What is Summary Administration?
Summary administration simplifies the probate process and is designed to expedite the process. Summary administration generally applies under one of two circumstances; the first is that the decedent’s probate estate values less than $75,000. The second is that the decedent has been dead for more than two years. If the decedent’s death took place more than two years ago, the estate does not have to meet the $75,000 limitation to qualify for summary administration.
Contrary to formal probate administration, no personal representative (PR) is appointed in summary administration. By virtue of not having a PR, summary administration takes much less time and effort than formal administration. Summary administration tends to be the best option when a decedent has no creditors or when the decedent has only exempt assets.
Note that even if an estate meets requirements, summary administration is not an option if the decedent’s will explicitly requests formal probate.
How Does Summary Administration Work?
Summary administration begins similarly to formal administration. Before summary administration can begin, a petition must be drawn up and distributed to a surviving spouse and any beneficiaries to be signed. Any of the estate’s beneficiaries can draw up the petition, but it must be signed by a surviving spouse if there is one.
Florida law has specific stipulations for what must be included in a petition to begin summary administration. Our attorneys can help you create a petition to ensure nothing is overlooked.
According to Florida Probate Rule 5.530, a petition to begin summary administration must include:
- A statement of the interest of each petitioner, along with the name, address and of the petitioner. Also included should be the name and office address of the attorney for each petitioner.

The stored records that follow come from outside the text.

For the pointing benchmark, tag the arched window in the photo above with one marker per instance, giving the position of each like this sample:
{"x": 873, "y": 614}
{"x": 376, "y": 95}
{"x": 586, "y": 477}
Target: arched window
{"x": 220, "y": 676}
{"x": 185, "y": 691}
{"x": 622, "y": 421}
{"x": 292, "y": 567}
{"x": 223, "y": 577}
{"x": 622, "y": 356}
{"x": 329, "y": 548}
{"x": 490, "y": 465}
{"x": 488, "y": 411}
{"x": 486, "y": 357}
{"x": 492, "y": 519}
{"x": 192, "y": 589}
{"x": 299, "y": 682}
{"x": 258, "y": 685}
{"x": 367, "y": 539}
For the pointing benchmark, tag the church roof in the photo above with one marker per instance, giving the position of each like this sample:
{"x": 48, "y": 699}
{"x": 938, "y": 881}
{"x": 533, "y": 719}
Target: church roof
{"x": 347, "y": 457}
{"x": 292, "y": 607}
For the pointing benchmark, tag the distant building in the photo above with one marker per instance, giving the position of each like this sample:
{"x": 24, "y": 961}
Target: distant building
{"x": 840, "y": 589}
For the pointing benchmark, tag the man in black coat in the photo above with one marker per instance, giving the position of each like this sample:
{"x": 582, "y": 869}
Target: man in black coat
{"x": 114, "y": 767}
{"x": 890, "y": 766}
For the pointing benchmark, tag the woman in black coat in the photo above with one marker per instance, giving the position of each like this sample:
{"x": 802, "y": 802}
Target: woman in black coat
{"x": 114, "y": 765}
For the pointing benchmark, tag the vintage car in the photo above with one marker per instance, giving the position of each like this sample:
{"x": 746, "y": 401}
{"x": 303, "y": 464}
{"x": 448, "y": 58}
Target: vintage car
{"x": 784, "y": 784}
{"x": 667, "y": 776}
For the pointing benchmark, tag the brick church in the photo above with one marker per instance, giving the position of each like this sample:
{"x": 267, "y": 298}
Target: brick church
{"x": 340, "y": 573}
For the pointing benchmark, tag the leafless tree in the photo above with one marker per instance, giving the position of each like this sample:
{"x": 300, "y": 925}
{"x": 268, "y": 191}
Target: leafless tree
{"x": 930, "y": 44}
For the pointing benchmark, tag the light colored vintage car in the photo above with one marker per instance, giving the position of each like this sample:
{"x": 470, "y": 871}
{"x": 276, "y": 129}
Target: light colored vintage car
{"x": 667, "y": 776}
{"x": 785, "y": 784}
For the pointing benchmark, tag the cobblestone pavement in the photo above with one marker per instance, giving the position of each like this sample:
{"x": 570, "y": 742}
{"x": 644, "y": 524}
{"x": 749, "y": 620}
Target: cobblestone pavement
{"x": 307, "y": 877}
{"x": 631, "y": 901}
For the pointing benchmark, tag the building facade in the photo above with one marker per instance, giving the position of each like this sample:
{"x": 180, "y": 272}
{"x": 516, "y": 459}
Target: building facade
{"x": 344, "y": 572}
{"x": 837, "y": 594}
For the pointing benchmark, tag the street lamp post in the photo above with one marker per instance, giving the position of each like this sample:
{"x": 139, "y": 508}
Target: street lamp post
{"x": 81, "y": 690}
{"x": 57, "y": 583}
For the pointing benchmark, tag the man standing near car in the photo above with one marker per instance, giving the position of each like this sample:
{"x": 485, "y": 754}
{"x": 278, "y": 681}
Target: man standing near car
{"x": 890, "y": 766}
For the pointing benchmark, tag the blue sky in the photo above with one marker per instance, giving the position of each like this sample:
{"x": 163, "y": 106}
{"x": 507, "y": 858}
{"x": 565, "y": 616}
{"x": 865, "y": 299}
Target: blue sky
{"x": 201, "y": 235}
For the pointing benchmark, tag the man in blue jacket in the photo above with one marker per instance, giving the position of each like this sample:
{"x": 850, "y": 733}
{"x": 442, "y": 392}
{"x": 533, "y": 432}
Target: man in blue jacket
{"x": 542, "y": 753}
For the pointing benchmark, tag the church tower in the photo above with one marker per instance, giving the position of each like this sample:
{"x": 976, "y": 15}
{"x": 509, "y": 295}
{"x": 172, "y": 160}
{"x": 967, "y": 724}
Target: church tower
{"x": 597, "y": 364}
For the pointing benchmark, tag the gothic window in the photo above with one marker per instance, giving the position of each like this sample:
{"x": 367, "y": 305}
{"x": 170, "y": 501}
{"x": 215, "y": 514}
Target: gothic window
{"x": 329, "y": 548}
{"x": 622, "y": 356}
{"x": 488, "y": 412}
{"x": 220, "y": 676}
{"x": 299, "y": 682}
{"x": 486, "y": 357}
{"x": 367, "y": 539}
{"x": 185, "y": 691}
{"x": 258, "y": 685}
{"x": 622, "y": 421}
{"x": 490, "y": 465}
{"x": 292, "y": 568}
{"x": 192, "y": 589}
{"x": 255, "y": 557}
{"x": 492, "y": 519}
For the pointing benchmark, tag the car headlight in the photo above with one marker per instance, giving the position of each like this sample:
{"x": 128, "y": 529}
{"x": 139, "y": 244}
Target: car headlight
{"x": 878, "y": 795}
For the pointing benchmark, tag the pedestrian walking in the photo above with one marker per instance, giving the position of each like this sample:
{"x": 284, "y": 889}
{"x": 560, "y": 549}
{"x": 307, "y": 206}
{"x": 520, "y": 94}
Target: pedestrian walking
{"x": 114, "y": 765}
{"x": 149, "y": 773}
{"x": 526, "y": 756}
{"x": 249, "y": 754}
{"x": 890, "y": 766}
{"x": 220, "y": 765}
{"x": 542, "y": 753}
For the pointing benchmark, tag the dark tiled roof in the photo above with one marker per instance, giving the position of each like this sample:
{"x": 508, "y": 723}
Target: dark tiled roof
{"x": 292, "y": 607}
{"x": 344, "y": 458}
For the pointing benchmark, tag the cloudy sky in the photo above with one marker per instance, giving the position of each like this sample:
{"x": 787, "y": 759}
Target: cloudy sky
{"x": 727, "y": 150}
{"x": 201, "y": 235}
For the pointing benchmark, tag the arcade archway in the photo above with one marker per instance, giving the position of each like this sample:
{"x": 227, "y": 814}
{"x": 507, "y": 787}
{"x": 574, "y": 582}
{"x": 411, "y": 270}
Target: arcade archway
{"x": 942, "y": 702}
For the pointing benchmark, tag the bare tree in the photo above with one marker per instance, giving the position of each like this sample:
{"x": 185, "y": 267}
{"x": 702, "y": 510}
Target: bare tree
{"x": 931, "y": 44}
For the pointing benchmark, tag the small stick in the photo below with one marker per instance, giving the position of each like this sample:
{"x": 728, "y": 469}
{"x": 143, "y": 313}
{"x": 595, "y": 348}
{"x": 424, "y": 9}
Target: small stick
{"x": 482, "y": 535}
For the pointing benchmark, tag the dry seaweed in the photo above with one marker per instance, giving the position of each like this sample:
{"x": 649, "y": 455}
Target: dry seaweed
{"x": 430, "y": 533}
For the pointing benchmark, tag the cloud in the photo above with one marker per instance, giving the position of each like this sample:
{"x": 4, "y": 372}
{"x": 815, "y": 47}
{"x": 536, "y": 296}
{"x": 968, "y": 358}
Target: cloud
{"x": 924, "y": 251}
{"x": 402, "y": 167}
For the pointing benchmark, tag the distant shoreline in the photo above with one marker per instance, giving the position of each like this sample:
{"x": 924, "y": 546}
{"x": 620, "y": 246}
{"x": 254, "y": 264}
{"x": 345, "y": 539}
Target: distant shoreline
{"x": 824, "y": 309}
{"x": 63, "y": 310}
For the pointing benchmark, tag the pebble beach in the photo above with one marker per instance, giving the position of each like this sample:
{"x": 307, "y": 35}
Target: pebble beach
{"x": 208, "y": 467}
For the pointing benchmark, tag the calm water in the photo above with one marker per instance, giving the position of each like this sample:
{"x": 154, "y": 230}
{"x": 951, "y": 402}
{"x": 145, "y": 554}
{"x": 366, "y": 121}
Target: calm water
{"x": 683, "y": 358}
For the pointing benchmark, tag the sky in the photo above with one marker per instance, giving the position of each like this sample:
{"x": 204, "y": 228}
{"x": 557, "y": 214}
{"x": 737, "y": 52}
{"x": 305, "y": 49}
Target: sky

- The name and the last known address of the decedent, the last four digits of the decedent’s social security number, the date and place of death and the state and county where the decedent was domiciled.
- The names and addres of the surviving spouse, if available, and the beneficiaries along with their relationship to the decedent. If any beneficiary is a minor, the relationship and the year of birth should be included.
- Astatement showing venue;
- A statement attesting to whether domiciliary or principal proceedings are pending in another country or state, and the name and address of any foreighn personal representative.
- A statement that the decedent’s will, if applicable, does not direct the administration as required by Florida Statutes, Chapter 733
- A statement that the entire value of the estate subject to administration in Florida, less the value of property exempt from creditor’s claims, does not exceed $75,000 or that the decedent died more than two years ago;
- A description of all assets in the estate, the estimated value of each asset, and a separate description of any protected homestead or exempt property;
- Statements that either:
(A) that all creditors’ claims are barred or
(B) that the estate has undertaken a diligent search and performed reasonable inquiries for any known or ascertainable creditors has taken place and one of the following:
(i) A statement certifiying that the state is not indebted
(ii) The names and addresses of creditors, the nature and amount of the debt, either estimated or exact, and when the debt is due. If a payment other than full payment of the debt has been made, then the proposed order of distribution must show:
(a) The name of the person responsible for paying the debt
(b) Written consent by the creditor allowing the substitution or assumption of the debt by another person
(c) The total amount to be paid if the debt has been compromised
(d) The terms established for payment of the debt, and any limitations placed on the liability of the person or persons paying the debt.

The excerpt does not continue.